Era muy extraño, decía el ruso. Había que investigarlo más en detalle. Ellos mismos podían verlo —les dio las carpetas para que las examinaran—, ahí estaban las listas de 1949, y allí las de 1952. Pero en ninguno de esos años figuraba ninguna Anna Safanova.
—En el cuarenta y nueve era demasiado joven —dijo Kelso—, aún no tenía la edad.
Y en el cincuenta y dos sólo Dios sabía qué había sido de ella.
—¿Cuándo se llevaron las listas?
—En abril del cincuenta y dos —respondió Zarev—. Aquí hay una nota: «Documentación transferida a los archivos del Comité Central, Moscú.»
—¿Hay alguna firma?
Zarev se la enseñó.
—A. N. Poskrebishev.
—¿Quién es? —preguntó O'Brian
Kelso lo sabía, y, por lo visto, Zarev también.
—El general Poskrebishev —respondió Kelso— era el secretario privado de Stalin.
—Vaya, un misterio —intervino Zarev un poco demasiado rápido mientras volvía a poner los expedientes en su sitio. Incluso cincuenta años más tarde y a pesar de todo lo que había pasado, la firma del secretario de Stalin bastaba para intranquilizar a un hombre entrado en años. Le temblaban las manos. Una carpeta se le resbaló y cayó al suelo. Las hojas se desparramaron—. Déjelo, yo me ocuparé. —Pero Kelso ya estaba de rodillas recogiendo los papeles.

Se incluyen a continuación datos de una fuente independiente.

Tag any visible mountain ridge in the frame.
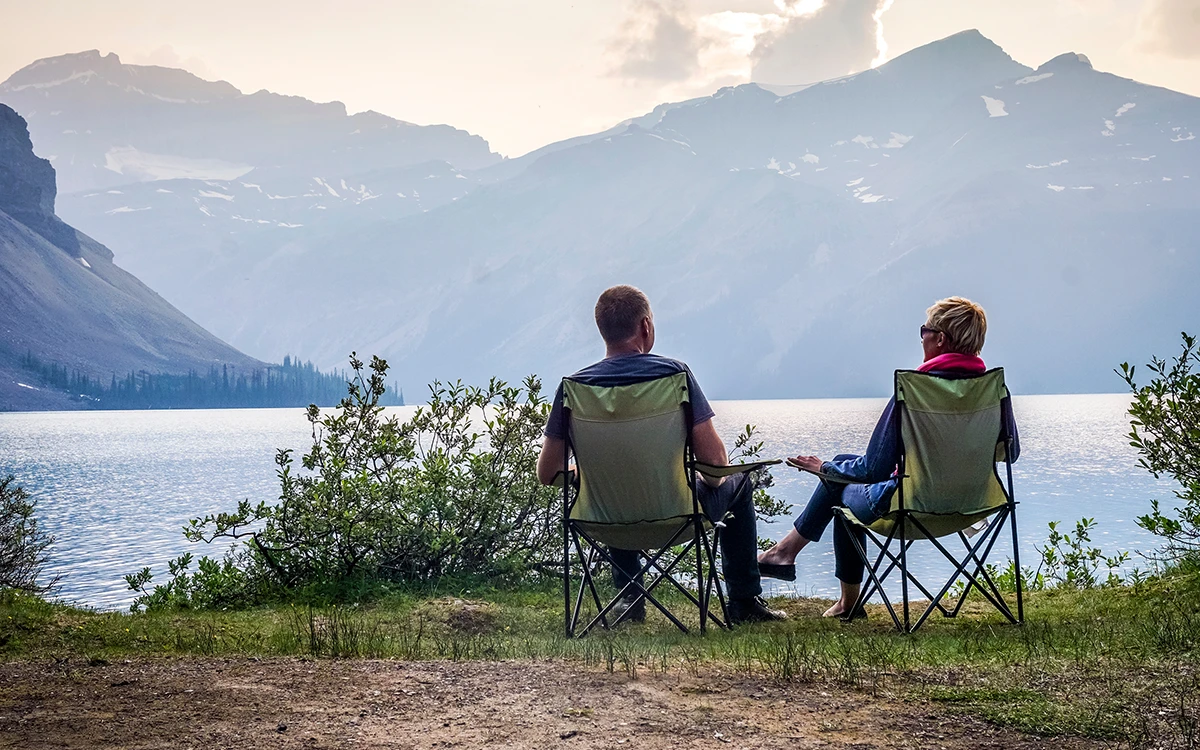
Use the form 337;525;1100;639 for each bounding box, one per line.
4;32;1200;397
0;104;264;409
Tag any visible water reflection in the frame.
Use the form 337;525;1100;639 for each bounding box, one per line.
0;395;1171;608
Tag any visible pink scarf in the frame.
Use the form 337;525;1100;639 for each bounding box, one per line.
917;352;988;373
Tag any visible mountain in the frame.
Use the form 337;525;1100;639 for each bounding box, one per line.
0;104;263;409
0;50;502;331
0;31;1200;397
0;49;500;193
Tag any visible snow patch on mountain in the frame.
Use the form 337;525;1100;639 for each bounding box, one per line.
0;71;96;91
1025;158;1069;169
1017;73;1054;89
979;96;1008;118
104;146;253;181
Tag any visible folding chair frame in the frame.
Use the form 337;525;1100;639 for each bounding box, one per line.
563;403;728;638
838;417;1025;632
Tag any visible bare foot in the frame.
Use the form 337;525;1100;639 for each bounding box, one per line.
758;529;809;565
821;601;850;617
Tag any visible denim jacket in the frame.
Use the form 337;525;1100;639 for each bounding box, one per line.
821;372;1021;508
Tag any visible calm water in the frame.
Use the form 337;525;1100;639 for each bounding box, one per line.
0;395;1171;608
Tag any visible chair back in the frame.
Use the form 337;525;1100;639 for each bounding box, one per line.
563;372;696;550
893;368;1009;536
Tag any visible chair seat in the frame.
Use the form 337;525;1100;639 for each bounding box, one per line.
571;516;713;550
835;505;1004;539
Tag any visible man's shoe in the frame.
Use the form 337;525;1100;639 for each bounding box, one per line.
608;594;646;625
758;560;796;581
728;596;787;625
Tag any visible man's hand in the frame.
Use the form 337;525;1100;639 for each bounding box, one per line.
538;438;566;485
787;456;824;474
691;419;730;487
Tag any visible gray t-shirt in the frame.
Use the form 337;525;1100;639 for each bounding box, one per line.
546;354;713;439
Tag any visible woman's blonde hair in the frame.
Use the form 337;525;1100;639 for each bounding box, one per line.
925;296;988;354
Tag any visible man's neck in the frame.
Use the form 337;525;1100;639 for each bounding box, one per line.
604;344;646;359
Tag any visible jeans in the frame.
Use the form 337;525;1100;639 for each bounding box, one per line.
608;474;762;599
793;454;892;583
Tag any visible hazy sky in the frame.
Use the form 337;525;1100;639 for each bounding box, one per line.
0;0;1200;156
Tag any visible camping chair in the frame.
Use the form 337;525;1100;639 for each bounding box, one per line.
560;372;778;637
823;368;1025;632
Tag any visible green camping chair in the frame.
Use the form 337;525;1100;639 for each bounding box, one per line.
562;372;778;637
824;368;1025;632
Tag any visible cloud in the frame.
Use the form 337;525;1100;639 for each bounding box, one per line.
751;0;892;84
608;0;893;100
128;44;212;78
1138;0;1200;60
610;0;709;83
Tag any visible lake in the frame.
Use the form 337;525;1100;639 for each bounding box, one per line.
0;395;1174;608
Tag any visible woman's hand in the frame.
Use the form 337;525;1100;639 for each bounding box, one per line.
787;456;824;474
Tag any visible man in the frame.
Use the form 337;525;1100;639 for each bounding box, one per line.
538;284;787;624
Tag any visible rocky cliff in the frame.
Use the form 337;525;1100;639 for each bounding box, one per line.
0;104;262;410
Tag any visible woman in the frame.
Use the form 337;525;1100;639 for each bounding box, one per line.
758;296;1021;619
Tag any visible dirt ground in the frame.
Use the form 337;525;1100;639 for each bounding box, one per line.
0;659;1100;750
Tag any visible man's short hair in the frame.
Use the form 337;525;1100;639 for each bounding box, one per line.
925;296;988;355
596;284;650;344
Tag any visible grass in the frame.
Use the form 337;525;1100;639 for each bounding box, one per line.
0;578;1200;748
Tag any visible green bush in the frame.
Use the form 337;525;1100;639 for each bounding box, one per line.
126;355;560;608
1036;518;1129;589
1118;334;1200;563
0;475;58;594
126;355;786;610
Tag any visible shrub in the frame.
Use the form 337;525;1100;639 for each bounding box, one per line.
1034;518;1129;589
126;354;784;610
1118;334;1200;563
126;355;560;608
0;476;58;594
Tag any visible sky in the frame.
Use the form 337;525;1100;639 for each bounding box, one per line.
0;0;1200;156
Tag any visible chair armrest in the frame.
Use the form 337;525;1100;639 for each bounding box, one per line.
550;469;580;488
692;458;782;479
787;461;871;485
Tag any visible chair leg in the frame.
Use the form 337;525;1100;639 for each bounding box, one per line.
898;511;912;632
577;521;698;637
701;527;730;628
692;515;708;635
914;513;1015;622
838;516;904;631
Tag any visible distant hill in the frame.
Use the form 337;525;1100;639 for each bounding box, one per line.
0;31;1200;397
0;104;264;409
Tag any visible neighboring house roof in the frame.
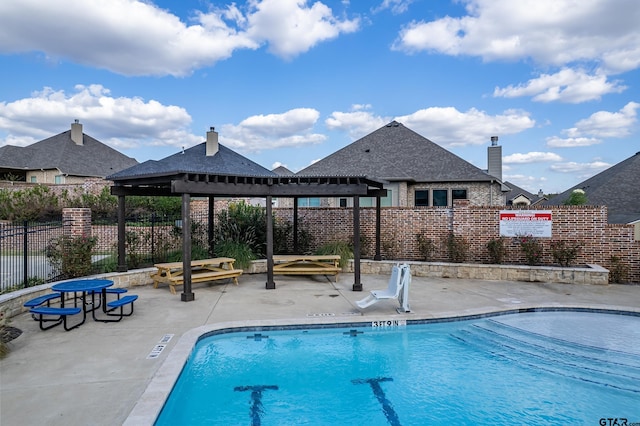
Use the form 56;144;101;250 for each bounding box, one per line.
297;121;496;182
108;142;276;180
272;166;295;176
0;130;138;178
543;152;640;223
504;182;545;205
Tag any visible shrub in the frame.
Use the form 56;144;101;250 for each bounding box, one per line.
551;240;581;266
214;241;256;269
445;232;469;263
609;256;629;284
215;201;267;256
416;234;436;262
46;235;97;278
316;241;353;268
487;237;507;265
515;235;543;265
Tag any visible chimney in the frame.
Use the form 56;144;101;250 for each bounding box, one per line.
487;136;502;182
207;127;218;157
71;120;84;145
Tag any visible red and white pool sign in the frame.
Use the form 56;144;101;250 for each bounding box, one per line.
500;210;553;238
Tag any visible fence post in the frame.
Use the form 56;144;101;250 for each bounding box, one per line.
22;220;29;288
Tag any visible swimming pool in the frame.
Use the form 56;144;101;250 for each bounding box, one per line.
156;312;640;425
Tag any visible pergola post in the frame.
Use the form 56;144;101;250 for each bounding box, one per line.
117;195;127;272
265;195;276;290
180;194;195;302
293;197;300;254
373;195;382;260
207;196;215;257
353;195;362;291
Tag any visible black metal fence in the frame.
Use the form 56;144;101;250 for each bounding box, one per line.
0;218;63;293
0;213;208;294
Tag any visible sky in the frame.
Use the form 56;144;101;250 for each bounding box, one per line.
0;0;640;194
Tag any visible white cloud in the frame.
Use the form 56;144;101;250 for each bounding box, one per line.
493;68;626;103
547;102;640;148
0;84;204;148
394;0;640;72
372;0;414;15
220;108;326;152
396;107;535;146
247;0;360;58
550;161;611;176
325;104;391;140
0;0;359;76
502;151;562;164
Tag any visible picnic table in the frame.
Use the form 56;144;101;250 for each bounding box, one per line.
151;257;243;294
273;254;342;282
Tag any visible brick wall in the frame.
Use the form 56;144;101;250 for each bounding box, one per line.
274;200;640;283
66;200;640;283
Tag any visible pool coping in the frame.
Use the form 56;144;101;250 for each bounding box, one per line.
123;305;640;426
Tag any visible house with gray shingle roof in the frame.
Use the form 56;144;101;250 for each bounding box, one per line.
542;152;640;224
504;181;546;206
0;120;138;183
297;121;506;207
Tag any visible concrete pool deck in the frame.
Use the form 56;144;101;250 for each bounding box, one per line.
0;274;640;426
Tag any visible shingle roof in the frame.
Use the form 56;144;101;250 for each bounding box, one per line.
272;166;295;176
0;130;138;178
297;121;495;182
107;142;276;180
543;152;640;223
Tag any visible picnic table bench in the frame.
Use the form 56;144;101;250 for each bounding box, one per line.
273;254;342;282
151;257;243;294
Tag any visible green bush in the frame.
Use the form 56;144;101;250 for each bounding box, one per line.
215;201;267;257
214;241;256;269
46;235;97;278
315;241;353;268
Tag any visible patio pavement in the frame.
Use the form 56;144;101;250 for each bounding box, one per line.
0;274;640;426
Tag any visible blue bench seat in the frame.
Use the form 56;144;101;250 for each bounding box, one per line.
29;306;84;331
99;294;138;322
23;293;60;308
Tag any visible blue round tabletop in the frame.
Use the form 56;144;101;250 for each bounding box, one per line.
51;280;113;293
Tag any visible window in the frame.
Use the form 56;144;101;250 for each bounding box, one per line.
415;189;429;207
433;189;449;207
380;189;393;207
298;198;320;207
451;189;467;200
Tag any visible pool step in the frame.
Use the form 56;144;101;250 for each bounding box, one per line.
452;320;640;393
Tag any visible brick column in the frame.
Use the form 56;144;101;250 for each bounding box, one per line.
62;208;91;237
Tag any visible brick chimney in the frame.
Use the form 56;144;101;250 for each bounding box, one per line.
71;120;84;145
487;136;502;182
207;127;218;157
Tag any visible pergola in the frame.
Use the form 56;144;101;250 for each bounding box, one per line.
109;171;386;302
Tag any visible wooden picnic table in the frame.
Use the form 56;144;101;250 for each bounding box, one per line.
151;257;243;294
273;254;342;282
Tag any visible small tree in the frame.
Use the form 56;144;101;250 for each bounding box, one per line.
47;235;98;278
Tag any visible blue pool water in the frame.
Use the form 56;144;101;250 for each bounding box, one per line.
156;312;640;426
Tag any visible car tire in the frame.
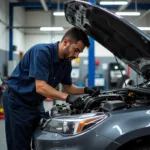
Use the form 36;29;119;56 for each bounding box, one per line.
133;145;150;150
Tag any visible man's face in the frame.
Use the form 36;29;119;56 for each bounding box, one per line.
63;41;85;61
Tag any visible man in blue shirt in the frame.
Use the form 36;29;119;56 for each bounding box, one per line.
3;27;99;150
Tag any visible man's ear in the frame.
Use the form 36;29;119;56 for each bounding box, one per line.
63;38;70;47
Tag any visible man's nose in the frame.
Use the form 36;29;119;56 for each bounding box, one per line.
75;53;79;58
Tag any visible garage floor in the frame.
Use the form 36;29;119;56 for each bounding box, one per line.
0;120;7;150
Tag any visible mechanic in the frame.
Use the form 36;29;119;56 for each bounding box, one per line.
3;27;97;150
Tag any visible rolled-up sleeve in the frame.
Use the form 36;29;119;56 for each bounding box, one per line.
29;49;51;82
61;63;72;85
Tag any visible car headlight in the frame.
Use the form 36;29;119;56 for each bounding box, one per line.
44;113;108;135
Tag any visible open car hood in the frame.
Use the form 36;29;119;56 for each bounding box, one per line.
64;0;150;79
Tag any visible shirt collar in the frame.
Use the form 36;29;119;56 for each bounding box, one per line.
54;41;60;62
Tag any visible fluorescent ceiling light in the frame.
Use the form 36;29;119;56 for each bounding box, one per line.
100;1;128;5
138;27;150;31
116;12;141;16
53;12;65;16
40;0;48;11
40;27;64;31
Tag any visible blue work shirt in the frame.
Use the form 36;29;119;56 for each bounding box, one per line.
7;42;72;101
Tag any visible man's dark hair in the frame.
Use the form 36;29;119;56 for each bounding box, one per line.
61;27;90;47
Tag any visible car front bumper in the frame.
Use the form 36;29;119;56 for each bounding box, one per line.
34;129;119;150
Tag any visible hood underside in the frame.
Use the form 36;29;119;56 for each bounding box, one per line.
64;0;150;79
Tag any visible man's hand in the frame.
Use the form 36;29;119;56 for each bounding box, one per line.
84;86;100;97
66;95;83;108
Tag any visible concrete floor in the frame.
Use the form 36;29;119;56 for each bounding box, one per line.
0;119;7;150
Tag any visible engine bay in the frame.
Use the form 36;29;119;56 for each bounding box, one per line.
51;82;150;116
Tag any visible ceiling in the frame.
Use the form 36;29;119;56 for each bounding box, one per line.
14;0;150;10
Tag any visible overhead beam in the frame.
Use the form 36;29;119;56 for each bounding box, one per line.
88;0;95;87
118;0;132;11
40;0;48;11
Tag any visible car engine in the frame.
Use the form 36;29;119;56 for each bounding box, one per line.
52;82;150;116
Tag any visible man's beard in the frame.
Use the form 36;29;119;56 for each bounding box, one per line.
64;45;75;61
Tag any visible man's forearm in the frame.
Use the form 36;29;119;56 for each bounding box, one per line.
63;84;84;95
36;80;68;100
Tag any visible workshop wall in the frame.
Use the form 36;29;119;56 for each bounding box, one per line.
0;0;24;76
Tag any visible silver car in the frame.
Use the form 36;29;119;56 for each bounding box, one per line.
34;0;150;150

—Creo que podría hacer algo más por nosotros —le dijo.
—No creo que…
—Los padres de Anna Safanova probablemente eran miembros del Partido.
Era imposible, dijo Zarev. No podía enseñarles esos expedientes. Era documentación confidencial.
—Pero podría mirarlos usted…
No, no podía.
Alargó la mano manchada de tinta para que le devolviera las hojas y, de pronto, se acercó O'Brian y le puso otros doscientos dólares en la mano tendida.